Jun 17 2021 12:33 PM
I'm having problems understanding how to map entities using Azure Sentinel Bookmarks via API.
I can easily map entities when I manually create a bookmark (see screen shot below)
However when I create a Bookmark via API (found here), I don't see or how I can map entities. Instead the contents of the Bookmark appear blank (see screen shot below)
The KQL query I'm using is basic (which would generate results), more or less I'm using this as a test
Is there anything I'm missing or doing wrong?
Jun 18 2021 03:42 AM
@CharlieSmith555 Take a look here and look at the Expand example under Bookmarks:
Jun 18 2021 07:20 AM
Thanks for the response, however I'm still not clear under the Github examples 'where' entity mapping occurs during the Bookmark creation via API.
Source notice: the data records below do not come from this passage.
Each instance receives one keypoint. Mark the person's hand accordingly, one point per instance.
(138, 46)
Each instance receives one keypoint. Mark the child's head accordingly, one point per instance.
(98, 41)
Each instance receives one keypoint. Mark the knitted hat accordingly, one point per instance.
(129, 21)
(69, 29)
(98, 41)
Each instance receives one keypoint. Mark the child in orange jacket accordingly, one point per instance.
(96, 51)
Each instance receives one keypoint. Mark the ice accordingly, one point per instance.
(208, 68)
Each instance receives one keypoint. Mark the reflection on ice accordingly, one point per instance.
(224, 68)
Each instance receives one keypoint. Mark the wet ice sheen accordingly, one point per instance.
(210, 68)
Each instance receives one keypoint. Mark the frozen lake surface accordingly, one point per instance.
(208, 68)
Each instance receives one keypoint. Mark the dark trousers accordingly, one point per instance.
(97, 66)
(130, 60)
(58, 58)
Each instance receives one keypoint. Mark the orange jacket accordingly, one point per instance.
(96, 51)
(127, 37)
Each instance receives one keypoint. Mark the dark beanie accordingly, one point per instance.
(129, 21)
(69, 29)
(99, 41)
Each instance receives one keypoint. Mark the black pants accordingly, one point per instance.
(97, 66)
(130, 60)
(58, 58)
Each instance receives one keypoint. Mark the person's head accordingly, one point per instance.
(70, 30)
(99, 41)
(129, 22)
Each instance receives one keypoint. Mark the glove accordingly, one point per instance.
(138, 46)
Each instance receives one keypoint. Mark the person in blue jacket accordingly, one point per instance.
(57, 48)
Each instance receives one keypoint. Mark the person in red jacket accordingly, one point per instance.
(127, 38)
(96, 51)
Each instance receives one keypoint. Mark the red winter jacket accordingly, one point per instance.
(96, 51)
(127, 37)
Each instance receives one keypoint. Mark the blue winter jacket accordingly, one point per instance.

Under the section of ""query": "SecurityEvent | where TimeGenerated > ago(1d) and TimeGenerated < ago(2d)""
How do you map the "Account" entity to "UserPrincipalAccount" field based on the query results via API? Or map the "Host" entity to "ComputerName" field via API based on the query?
Obviously mapping entities manually when creating a bookmark is simple. I just don't see how this is done via API. I reviewed all of the examples and I'm just not seeing anything that calls this out. - Thanks!